What Is the MERV Rating System and What MERV Rating Do I Need?
Once you track down your old furnace filter and figure out when it should be replaced, it’s time to select a replacement. That means picking the level of filtration that you need. One way to do that is by selecting an appropriate MERV rating for your needs.
MERV is an abbreviation for Minimum Efficiency Reporting Values. The MERV rating measures the effectiveness of air filters at trapping airborne contaminants. The rating scale ranges from 1 to 20, with greater numbers indicating a greater ability to filter tinier particles.
Experts say a filter with a MERV rating between 8 and 13 offers a good balance between having healthy indoor air quality without overly restricting airflow. However, people with specific health conditions might need a a higher MERV rating.
Where to Insert the Air Filter in a Furnace or Air Conditioner
Positioning an air filter in a furnace or air conditioner correctly is crucial for the efficient operation of the unit. Air filters are designed to be installed in a certain direction, indicated by an arrow printed on the side of the filter frame. The filter should be put in with this arrow pointing at the furnace or air conditioning unit, which is the direction of the airflow. If you're doubtful about the airflow direction, try to remember that air always moves from the return duct and then to the heat or cooling source. Therefore, make sure the arrow points at the furnace or AC.

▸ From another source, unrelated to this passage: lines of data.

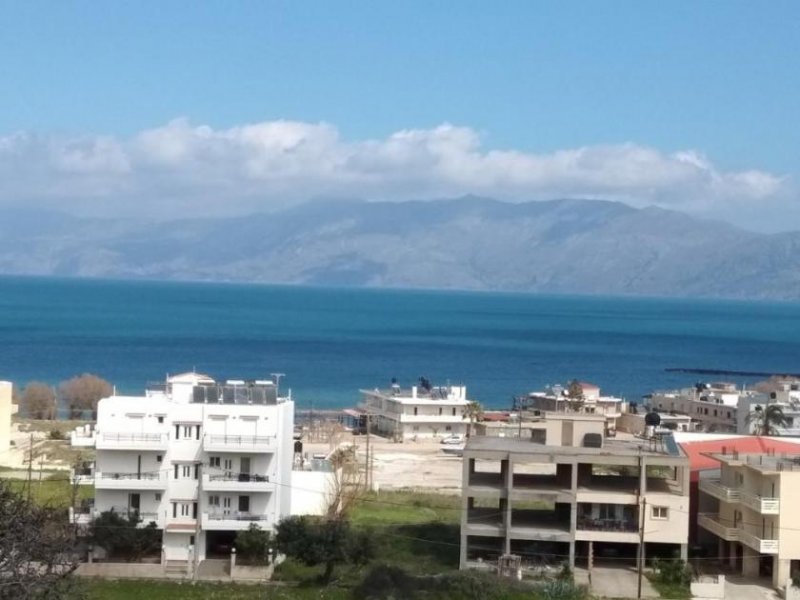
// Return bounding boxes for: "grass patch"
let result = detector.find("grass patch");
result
[85,579,350,600]
[5,472,94,510]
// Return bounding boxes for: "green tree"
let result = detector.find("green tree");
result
[461,400,483,437]
[0,480,83,600]
[275,516,376,584]
[58,373,113,419]
[235,523,271,565]
[89,510,161,562]
[747,404,789,435]
[567,379,586,411]
[21,381,56,420]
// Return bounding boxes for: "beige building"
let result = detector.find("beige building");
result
[359,380,470,441]
[460,417,689,568]
[697,452,800,587]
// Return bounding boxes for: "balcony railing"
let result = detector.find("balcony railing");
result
[97,432,168,450]
[740,492,781,515]
[577,518,639,533]
[698,479,740,502]
[739,529,778,554]
[697,513,740,542]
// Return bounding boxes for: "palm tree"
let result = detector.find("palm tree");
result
[461,400,483,437]
[747,404,789,435]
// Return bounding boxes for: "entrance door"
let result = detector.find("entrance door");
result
[239,456,250,481]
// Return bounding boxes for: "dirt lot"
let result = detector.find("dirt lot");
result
[303,434,461,494]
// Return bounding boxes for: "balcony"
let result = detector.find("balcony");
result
[203,473,275,493]
[94,471,167,490]
[739,492,781,515]
[697,513,740,542]
[203,434,277,453]
[739,529,778,554]
[97,432,169,450]
[698,479,741,502]
[202,511,273,531]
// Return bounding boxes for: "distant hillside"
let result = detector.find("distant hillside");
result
[0,197,800,299]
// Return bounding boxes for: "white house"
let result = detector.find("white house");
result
[360,378,470,441]
[72,373,294,561]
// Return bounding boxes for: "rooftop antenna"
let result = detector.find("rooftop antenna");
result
[270,373,286,396]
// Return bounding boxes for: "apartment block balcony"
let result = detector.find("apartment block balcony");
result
[96,432,169,450]
[739,528,778,554]
[94,471,167,490]
[69,464,95,485]
[739,492,781,515]
[203,473,275,493]
[698,479,741,502]
[201,511,274,531]
[697,513,740,542]
[203,434,278,453]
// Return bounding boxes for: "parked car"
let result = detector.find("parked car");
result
[442,433,464,446]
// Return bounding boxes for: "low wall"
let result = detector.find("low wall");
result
[691,575,725,600]
[231,565,274,581]
[75,563,186,579]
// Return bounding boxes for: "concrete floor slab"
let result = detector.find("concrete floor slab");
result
[575,566,660,598]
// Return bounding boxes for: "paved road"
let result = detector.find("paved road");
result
[575,566,660,598]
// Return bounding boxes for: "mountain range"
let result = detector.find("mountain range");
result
[0,197,800,299]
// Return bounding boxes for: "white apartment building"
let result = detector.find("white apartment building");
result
[520,382,628,435]
[697,450,800,587]
[460,415,690,570]
[360,379,470,441]
[72,373,294,562]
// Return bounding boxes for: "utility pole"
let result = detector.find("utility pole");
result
[364,413,372,491]
[636,448,647,599]
[28,434,33,502]
[192,461,203,581]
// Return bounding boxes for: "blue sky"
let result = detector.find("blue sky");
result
[0,1,800,229]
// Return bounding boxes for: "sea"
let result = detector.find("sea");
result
[0,277,800,409]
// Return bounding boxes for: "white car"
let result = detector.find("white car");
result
[441,433,464,446]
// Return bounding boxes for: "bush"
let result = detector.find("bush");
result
[234,523,271,565]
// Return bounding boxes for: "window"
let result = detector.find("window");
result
[651,506,669,521]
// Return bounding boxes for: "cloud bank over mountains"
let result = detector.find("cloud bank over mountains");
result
[0,119,797,229]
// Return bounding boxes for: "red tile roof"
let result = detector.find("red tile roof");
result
[680,435,800,479]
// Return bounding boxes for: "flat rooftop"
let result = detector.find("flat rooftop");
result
[464,435,686,459]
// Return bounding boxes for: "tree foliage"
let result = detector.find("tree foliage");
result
[0,480,82,599]
[59,373,113,419]
[21,381,56,420]
[275,516,376,584]
[89,510,161,562]
[235,523,272,565]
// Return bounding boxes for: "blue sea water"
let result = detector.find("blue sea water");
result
[0,277,800,408]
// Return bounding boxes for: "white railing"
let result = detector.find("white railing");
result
[697,513,740,542]
[741,493,781,515]
[698,479,741,502]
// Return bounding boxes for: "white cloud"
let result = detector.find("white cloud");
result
[0,119,788,227]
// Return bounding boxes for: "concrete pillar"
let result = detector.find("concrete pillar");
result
[772,556,792,588]
[742,546,760,577]
[728,542,737,569]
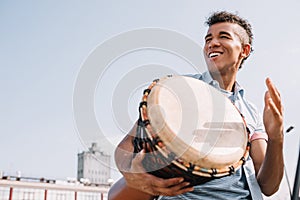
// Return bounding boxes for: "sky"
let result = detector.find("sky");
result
[0,0,300,198]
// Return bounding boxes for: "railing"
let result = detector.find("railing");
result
[0,179,109,200]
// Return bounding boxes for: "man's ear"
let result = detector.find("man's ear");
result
[242,44,251,58]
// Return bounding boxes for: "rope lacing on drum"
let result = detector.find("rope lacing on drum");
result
[210,168,218,177]
[187,163,195,173]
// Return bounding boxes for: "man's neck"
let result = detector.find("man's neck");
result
[210,73,236,92]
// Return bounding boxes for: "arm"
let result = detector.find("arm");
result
[109,122,193,200]
[251,79,284,196]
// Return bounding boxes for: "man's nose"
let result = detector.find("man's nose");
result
[208,38,220,48]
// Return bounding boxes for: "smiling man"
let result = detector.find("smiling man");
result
[109,12,284,200]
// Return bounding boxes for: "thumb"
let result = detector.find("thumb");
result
[131,149,146,173]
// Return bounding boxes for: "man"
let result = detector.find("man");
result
[109,12,284,200]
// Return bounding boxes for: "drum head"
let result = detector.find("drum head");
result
[147,76,248,169]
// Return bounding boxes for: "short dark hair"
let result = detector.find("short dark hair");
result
[205,11,253,65]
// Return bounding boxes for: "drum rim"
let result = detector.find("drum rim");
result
[139,75,250,177]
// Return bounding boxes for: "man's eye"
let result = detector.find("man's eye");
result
[220,35,229,39]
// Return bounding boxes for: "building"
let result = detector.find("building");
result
[77,143,110,185]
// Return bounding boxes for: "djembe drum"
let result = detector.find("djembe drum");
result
[133,76,250,185]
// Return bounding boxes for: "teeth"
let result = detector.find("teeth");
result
[208,52,221,58]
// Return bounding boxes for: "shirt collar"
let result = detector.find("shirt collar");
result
[200,71,244,100]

Many people have difficulty remembering which direction to point an air filter. To help remember, consider snapping a quick photo with your mobile phone after the filter has been correctly installed by a professional. Or, you also could ask a technician to use a marker to write on the outside of your furnace which direction the filter should go. A great time to inquire about this is during a regular furnace maintenance visit.
How to Change a Furnace Air Filter
Switching out the filter on your furnace or AC is a quick and easy process. Here is a step-by-step list of how to retreive a dirty air filter and swap it for a new one:
- Turn off your furnace: Be sure to shut off your furnace before starting up the process.
- Find the furnace filter: Typically, the filter is positioned in the furnace or in the air return vent. Make note of which direction the arrow points on the filter, because you’ll want the arrow on the clean filter to point similarly.
- Take out the old filter: Be careful not to knock out any dust or particles.
- Note the date: Write down the date of replacement on the new filter's frame. This will make it easier to keep track of when it's time for another replacement.
- Insert new filter: Put in the new filter with the arrow pointing toward the furnace, which is the direction of airflow and should be the same direction the arrow pointed on the dirty filter you just removed.
- Secure the filter: Make sure the new filter fits securely and close any latches or clips that hold it in place.
- Turn on your furnace: Once the replacement filter is properly secured, you can turn your furnace back on.
Will a Dirty Air Filter Cause a Furnace Not to Work?
The short answer is, yes, a dirty air filter can cause a furnace to quit working or shorten its lifespan. Changing your furnace or air conditioning filter is one of the best things you can do to keep your system operating efficiently.